Winfield’s Rita Dillon to carry Liberal Party colours into political battle

Winfield resident Rita Dillon will be running under the red and white banner of the Liberal Party of Canada on Oct. 14 in hopes of winning the Wetaskiwin riding and taking a seat in the House of Commons.

  • Oct. 8, 2008 11:00 a.m.
Rita Dillon

Rita Dillon

Black Press Staff:

Winfield resident Rita Dillon will be running under the red and white banner of the Liberal Party of Canada on Oct. 14 in hopes of winning the Wetaskiwin riding and taking a seat in the House of Commons.

A resident of the community for the past 14 years, Dillon returned to the academic scene after her children finished their schooling and following the death of her husband in 1999.

“I was dragged into politics by Mr. Harper,” Dillon said when asked what prompted her to run for office. “When Prime Minister Chretien refused to let Canada follow Mr. Harper into the US war in Iraq, Harper claimed that anyone who was against the Iraq War was a fan of Osama Bin Laden. At that point, I decided I had to get involved.”

She said she was first attracted to the Liberal Party when she saw how party leader Stephane Dion stood up to the Quebec Separatist movement in the 1990s, and has been a fan every since.

As for the notion that federal minority governments are constantly gridlocked and cannot function as they normally could or should, Dillon said it was preposterous and gave a few examples.

“Minority governments can work. Under Liberal minorities Canadians received national health care, the Canada Pension Plan, student loans, balanced budgets and the Canadian Maple Leaf flag. We also developed our reputation as international peacekeepers, and Lester B. Pearson won a Nobel Peace Prize for doing it,” she said. “However, Mr. Harper seems to have trouble working with others. As a result, his one-man show has put our economy in danger. Mr. Harper is the first prime minister in Canadian history whose policies have caused a reduction in Canadian productivity. This solo-flying experiment should end.”

In summing up her campaign strategy, Dillon urged voters to carefully weigh all their options before they cast their ballots and to show all candidates in all ridings some appreciation for the sacrifices they have or will make for the better of the country and all citizens.
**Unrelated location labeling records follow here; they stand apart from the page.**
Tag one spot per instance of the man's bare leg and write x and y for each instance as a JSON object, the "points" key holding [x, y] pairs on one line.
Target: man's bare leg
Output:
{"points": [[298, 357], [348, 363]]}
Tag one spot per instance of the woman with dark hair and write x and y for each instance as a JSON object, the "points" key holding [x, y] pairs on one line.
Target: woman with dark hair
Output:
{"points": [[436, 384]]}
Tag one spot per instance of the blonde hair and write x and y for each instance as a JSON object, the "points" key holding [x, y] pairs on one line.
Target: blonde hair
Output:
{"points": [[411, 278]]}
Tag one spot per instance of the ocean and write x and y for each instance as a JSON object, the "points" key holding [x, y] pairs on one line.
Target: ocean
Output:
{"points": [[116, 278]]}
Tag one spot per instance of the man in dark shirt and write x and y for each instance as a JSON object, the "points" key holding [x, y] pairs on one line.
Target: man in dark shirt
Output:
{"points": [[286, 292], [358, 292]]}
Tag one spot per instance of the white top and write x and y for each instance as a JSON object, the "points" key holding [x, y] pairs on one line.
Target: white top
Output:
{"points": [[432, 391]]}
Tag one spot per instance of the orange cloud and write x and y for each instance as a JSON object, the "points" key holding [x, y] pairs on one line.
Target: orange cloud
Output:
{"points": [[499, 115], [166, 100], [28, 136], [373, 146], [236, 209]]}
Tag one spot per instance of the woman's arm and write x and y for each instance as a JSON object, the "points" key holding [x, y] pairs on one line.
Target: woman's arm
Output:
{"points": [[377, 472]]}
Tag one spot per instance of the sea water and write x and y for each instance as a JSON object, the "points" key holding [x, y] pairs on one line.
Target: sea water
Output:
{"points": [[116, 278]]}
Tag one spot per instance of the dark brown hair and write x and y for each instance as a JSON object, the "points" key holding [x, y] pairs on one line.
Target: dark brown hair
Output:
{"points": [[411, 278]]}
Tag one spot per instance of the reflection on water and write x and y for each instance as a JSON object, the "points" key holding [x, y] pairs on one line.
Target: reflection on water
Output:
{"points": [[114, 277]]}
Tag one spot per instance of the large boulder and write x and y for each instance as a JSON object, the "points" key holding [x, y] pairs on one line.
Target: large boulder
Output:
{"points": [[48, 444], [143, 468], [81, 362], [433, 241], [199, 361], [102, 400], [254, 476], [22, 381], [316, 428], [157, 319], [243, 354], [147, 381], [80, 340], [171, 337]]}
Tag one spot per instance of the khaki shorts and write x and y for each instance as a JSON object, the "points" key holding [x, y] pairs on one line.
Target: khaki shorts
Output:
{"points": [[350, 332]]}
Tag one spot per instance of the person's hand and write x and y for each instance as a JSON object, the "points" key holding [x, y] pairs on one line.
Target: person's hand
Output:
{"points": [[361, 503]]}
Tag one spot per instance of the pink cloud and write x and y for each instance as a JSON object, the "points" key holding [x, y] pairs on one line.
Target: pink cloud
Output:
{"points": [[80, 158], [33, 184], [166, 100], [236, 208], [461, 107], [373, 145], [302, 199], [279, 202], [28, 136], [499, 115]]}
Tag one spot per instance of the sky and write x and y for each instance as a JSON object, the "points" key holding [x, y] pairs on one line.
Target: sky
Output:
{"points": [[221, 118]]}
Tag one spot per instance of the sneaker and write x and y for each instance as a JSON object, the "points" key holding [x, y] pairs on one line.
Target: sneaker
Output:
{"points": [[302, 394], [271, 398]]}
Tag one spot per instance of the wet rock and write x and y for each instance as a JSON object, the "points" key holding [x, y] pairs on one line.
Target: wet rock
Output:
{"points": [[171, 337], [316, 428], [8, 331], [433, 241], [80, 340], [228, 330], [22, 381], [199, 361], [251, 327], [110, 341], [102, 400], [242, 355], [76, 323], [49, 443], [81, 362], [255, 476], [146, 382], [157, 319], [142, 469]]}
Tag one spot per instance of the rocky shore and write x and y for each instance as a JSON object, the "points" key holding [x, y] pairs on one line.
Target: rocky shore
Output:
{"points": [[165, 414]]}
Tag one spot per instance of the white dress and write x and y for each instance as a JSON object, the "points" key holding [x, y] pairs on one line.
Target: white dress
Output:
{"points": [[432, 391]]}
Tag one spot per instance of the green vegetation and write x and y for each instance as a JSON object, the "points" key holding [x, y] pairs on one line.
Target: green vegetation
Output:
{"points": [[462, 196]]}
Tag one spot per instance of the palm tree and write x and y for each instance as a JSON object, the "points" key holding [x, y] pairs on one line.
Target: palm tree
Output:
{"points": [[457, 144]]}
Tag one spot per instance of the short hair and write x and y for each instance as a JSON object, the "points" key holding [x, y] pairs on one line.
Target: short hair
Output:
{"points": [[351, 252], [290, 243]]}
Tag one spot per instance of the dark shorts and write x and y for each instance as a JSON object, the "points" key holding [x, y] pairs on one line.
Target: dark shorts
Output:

“I ask voters to open their minds and hearts so they can examine and weigh the information they have received and I urge them to check this information out. Third party independent sources like the Sierra Club, should be used when assessing the environment approaches of all parties,” she said. “Running for office is demanding and exhilarating and I also urge voters to show appreciation to all those who have asked for your vote by thinking through their responses and making an informed choice.”